By Prof. Orla Sheils
Here we go again. Another summer beckons. Another set of Leaving Certificate results. And for 60,000 students, another delay.
From the perspective of someone with responsibility for planning and scheduling a new academic year, there may well be many reasons for a fourth consecutive year of delayed Leaving Cert results. But there is no excuse.
We all know what has happened. Traditionally, exam results in Ireland were released in mid-August, allowing the College term – for those who were headed that way, to start in September.
But for the past three years, and initially in response to the COVID-19 pandemic, results have been delayed until early September. For thousands of students, this has meant a major delay in moving on to the next stage of their education or their first steps towards a career.
This year promises more of the same. Education Minister Norma Foley has said her best estimate for the 2023 results is early September.
The impact goes far beyond inconvenience.
Student life is about so much more than attending lectures. After the necessary lockdowns of the past years, it has never been more important for students to have an immersive experience. But in the past few years, we have watched students struggle more than ever before to find suitable accommodation close to their place of study, so they can have a semblance of normal student life. For incoming first-years, the late arrival of Leaving Cert results narrows down their already scant choices in an oversubscribed accommodation market.
As a result, many students are simply forced to commute long distances or try to strategically select days each week when they will attend in-person teaching. Meanwhile, students who have opted to study abroad are told the late release of their results will jeopardise any putative offers they may have received, piling anxiety onto an already tumultuous time in their lives.
Coupled with the misalignment of the uplift given to Leaving Cert students’ marks compared with those who take A-levels, the delay has contributed to a drop in numbers of students being attracted to Dublin from Northern Ireland.
This may all have once felt like an inevitable consequence of the pandemic, but the novelty has long since worn off. Students and universities alike have been left frustrated and hugely discommoded.
Yes we have heard all the reasons. There are difficulties with recruiting examiners, there is ongoing work needed to reform the Leaving Certificate, there’s a need to hold a second sitting of the examination for the small number of students who for very valid reasons - such as ill-health or bereavement - cannot attend at the scheduled time.

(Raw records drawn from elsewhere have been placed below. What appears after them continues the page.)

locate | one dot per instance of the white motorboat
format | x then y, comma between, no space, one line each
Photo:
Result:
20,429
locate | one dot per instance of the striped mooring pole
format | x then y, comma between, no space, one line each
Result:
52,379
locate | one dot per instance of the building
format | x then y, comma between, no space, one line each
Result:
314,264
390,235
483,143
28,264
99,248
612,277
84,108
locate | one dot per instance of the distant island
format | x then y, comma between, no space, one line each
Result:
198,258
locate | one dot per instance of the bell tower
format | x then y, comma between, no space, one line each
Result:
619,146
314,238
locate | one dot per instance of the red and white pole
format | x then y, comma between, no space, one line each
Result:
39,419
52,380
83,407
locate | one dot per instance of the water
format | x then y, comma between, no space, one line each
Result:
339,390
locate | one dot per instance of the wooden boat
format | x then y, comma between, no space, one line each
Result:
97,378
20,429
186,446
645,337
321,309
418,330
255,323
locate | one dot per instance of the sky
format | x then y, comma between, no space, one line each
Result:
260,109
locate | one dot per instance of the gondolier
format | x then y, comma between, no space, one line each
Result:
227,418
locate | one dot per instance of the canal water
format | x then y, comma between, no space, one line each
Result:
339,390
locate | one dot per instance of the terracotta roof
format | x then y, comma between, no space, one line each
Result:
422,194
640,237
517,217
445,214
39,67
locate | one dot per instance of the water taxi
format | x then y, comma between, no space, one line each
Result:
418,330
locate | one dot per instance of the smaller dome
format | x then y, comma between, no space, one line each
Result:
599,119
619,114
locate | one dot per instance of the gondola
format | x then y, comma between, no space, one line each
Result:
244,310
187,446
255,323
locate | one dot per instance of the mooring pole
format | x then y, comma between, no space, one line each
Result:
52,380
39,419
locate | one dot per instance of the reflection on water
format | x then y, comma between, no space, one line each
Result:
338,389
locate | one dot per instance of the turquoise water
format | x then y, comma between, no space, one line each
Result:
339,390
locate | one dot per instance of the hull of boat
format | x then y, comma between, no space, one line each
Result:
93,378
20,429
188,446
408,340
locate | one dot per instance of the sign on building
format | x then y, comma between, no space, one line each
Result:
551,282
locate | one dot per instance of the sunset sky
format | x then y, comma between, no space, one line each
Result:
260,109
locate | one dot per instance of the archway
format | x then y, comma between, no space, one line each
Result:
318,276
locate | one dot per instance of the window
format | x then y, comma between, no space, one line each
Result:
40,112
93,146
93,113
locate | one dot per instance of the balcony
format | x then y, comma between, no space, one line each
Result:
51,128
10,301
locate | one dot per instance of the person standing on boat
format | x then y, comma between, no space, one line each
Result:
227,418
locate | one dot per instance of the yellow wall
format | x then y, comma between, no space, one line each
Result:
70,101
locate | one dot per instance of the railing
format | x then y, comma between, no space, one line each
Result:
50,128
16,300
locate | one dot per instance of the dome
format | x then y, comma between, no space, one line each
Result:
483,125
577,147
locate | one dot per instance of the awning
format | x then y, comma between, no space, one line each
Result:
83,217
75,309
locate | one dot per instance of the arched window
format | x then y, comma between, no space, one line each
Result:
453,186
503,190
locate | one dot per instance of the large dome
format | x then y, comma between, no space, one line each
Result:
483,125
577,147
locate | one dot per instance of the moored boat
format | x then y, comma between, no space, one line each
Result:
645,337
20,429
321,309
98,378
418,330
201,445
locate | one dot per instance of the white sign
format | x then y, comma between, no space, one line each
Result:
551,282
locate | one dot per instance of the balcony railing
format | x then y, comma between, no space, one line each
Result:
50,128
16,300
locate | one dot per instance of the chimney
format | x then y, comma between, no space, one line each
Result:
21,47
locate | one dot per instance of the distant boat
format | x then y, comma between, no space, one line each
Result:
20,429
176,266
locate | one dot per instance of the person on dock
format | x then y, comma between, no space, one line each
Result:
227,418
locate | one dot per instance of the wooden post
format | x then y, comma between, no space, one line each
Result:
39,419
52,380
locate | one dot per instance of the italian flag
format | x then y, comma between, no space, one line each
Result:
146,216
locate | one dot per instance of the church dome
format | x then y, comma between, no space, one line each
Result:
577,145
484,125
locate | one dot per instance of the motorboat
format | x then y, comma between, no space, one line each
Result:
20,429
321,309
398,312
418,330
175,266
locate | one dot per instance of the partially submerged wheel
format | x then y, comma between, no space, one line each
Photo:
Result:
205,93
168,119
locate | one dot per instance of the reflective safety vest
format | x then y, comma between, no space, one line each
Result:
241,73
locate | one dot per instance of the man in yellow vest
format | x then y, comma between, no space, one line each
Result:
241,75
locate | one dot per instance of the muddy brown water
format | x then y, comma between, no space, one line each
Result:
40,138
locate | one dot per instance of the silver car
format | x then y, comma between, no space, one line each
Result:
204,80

But is there really a compelling case to hold off releasing any results until the second sitting results have been entered into the system?
A small number of students have always missed the exams for good reason. Colleges and universities have worked with such students to make accommodations for them. There is no reason to believe this cannot continue.
Of course, it is important to provide stability and predictability for students as we transition from the pandemic era. And it is sensible to allow comparison with results from previous years thereby avoiding any ‘cliff edge’ that might arise from a return to traditional exam settings. However it is difficult to understand why the inclusion of a small number of additional marks could meaningfully affect the smoothing algorithm.
In short, it is difficult to pinpoint an excuse for the ongoing delay that justifies the enormous disruption to students’ progression beyond second level education.
From a logistical perspective, the delay means colleges and universities once again face organising a staggered start to the academic year.
Existing students now typically start their studies a full two weeks before the incoming first years. There is no space or time to deliver an in-depth induction for incoming students transitioning to third level education. They face the prospect of jumping aboard a train that has already left the station.
In situations where modules are typically taught to multiple classes or years, lecturers are faced with the logistical challenge of parallel sets of timetables. Teaching for first years must be condensed for their first semester; material is either omitted or piled on top of an already crowded curriculum. This is far from an ideal introduction to further or higher education. We have strong indications that progression rates for first years have been affected.
Ever before this delay, we in Ireland had the latest release of “exit examinations” in Europe. Most countries’ results were in before mid-July. And they have already returned to pre-Covid timelines. Irish students are thus seriously disadvantaged if they want to travel for their studies. Quite simply, they are losing opportunities to study abroad.
Equally, for overseas students wishing to travel to Ireland, many have already accepted firm offers in other countries by the time the Leaving Cert results are issued and processed. Colleges and universities rely on the income these students bring in the absence of sufficient core funding to cover the costs of course delivery.
But that is a gripe for another day.
The point is this: the Leaving Certificate is not an end in itself. It is a means to end. It is a bridge to further and higher education or to the world of work.
I think, this summer, we need to ask ourselves: do we want to once again hold our young people back, or can we let them take flight?